After Skyfall, it seemed like James Bond had reached a terminus in his career as a secret agent. He was a washed-up alcoholic who could barely execute his mission. His mentor, M, had been murdered. Even his childhood estate was blown to hell. When you’ve defeated the enemy who took away everything you hold dear, how do you pick up the pieces and move on? Do you open a bed and breakfast in Tenby? Maybe head up to the island of Islay and try your hand at distilling some Scotch? Why not move to Monaco and play Baccarat professionally?
If you’re James Bond, the chapter of your life titled “Spectre” looks a lot like previous chapters. 007 starts off immediately in trouble for raising hell in Mexico City. He’s sternly disciplined by Ralph Fiennes, MI6’s new, slightly less matronly M. As punishment, Q loans Bond a spiffy new Aston Martin that harkens back to his classic DB5 coupe. Moneypenny even pops in to dispense some flirtatious encouragement. It’s quite a preamble to let you know that, don’t worry, James Bond isn’t going anywhere.
Daniel Craig’s tenure as James Bond has seen a thin trail of breadcrumbs leading between each film, and the reappearance of Jesper Christensen’s Mr. White suggests that continues to be the case here. And considering that SPECTRE has been an ongoing thorn in James Bond’s side since Dr. No, it was only a matter of time before the nefarious organization resurfaced. Christoph Waltz literally emerges from the shadows as the organization’s head, asserting that he’s the one who been making James Bond so miserable these past few years (At least until the next film, when we find out that it’s really some other guy pulling the strings.)

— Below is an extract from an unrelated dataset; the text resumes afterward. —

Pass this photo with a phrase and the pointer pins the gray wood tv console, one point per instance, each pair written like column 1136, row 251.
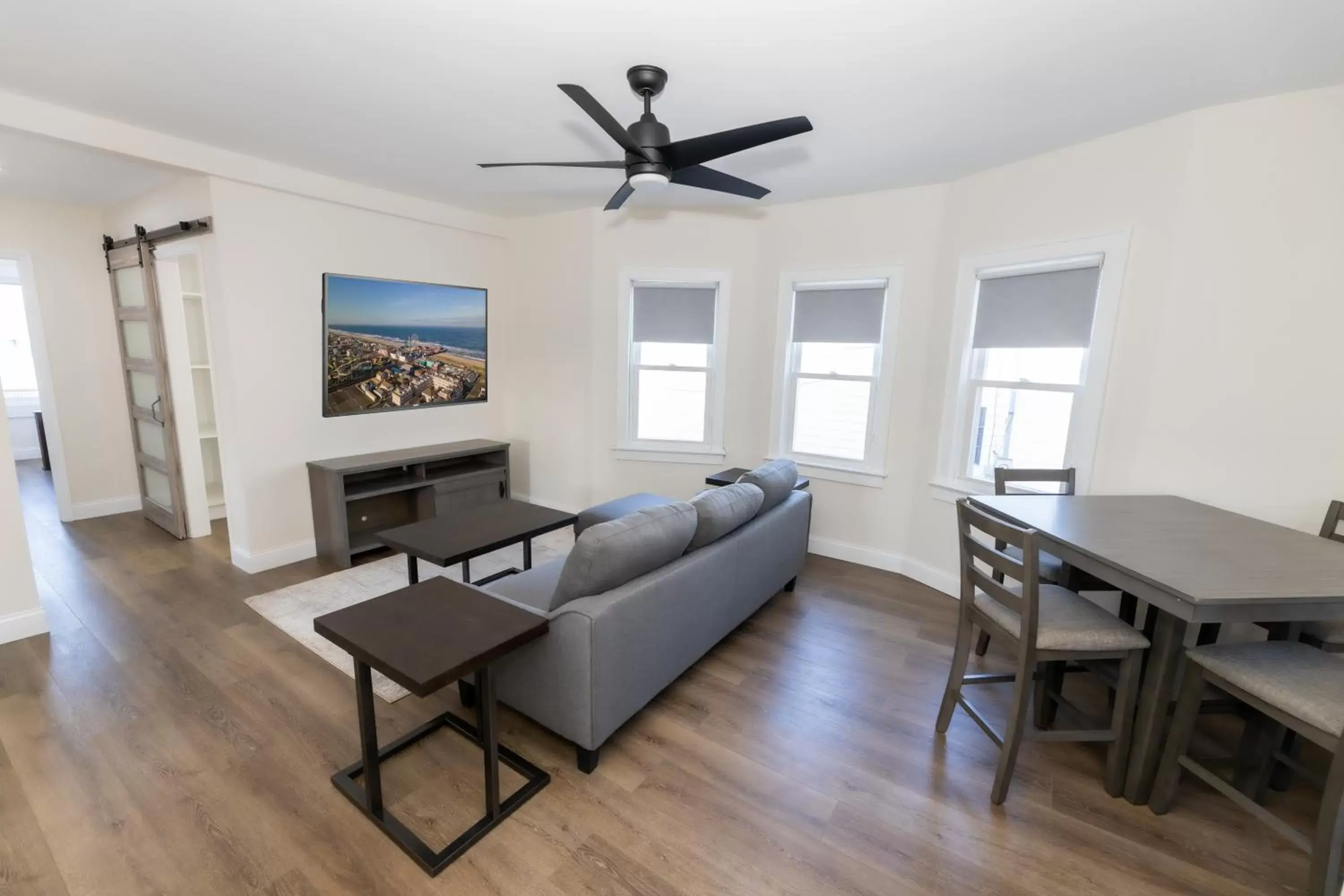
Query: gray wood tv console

By the time Mr. Bond gets to leaping out of windows, canoodling with Monica Bellucci, firing jet fuel out of the back of his coupe, and inverting his helicopter, you remember that he can never retire to a small fishing town. MI6’s benefits package is just too good. James Bond settles back into the workaday world of prosaic espionage when Spectre infiltrates U.S. theaters on November 6.